Grilled Chicken with Tomato & Apricot Confit
Making confit--a jamlike reduction of fruits or vegetables--usually involves hours of cooking and stirring. Not so with this delicious mixture of fresh tomatoes, dried apricots and raisins, flavored with hot and sweet spices. Only 30 minutes of cooking, most of it unattended, is required: a very small investment for such a flavorful return.
  • 1 cup coarsely chopped dried apricots (about 5 ounces)
  • 1/4 cup golden raisins
  • 1/3 cup boiling water
  • 2 cups diced tomatoes
  • 1/2 cup sliced scallions
  • 1/4 cup frozen orange juice concentrate, thawed
  • 2 tablespoons honey
  • 1 fresh red chili pepper, seeded and minced
  • 2 teaspoons grated fresh ginger
  • 1/2 teaspoon salt
  • 1/2 teaspoon black pepper
  • 1/8 teaspoon allspice
  • 4 skinless, boneless chicken breast halves (1 pound total)
  • 2 tablespoons sliced unblanched almonds, toasted

1. Place apricots and raisins in heatproof medium bowl and add boiling water.
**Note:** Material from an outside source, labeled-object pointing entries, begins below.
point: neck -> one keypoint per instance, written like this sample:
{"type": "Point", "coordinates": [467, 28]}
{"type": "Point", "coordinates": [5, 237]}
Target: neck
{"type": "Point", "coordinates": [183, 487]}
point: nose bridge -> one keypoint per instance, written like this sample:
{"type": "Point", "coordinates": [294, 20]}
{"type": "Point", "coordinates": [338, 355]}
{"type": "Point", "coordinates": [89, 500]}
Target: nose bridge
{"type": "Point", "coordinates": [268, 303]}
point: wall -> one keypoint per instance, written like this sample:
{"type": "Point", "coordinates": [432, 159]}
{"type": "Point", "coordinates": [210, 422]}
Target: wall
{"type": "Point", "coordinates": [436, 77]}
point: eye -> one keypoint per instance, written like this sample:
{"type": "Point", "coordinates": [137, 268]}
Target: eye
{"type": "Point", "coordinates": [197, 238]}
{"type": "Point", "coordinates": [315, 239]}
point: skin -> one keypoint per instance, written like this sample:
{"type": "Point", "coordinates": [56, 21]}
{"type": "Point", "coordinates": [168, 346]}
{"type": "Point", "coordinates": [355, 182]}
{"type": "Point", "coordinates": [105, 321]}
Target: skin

Let stand for five minutes or until dried fruit has plumped and is tender. Drain and return to bowl.

2. Stir in tomatoes, scallions, orange juice concentrate, honey, chili pepper, ginger, 1/4 teaspoon of salt, 1/4 teaspoon of black pepper and half the allspice. Cover and let tomato-apricot confit stand at least 20 minutes at room temperature.

3. Preheat broiler and broiler pan.

4. Season chicken on both sides with remaining allspice, 1/4 teaspoon salt and 1/4 teaspoon black pepper. Place skinned-side down on broiler pan rack and broil 3 to 4 inches from heat about five minutes per side, or until cooked through.

5. Spread each piece of chicken with a heaping teaspoon of confit and broil one minute, or until chicken is glazed.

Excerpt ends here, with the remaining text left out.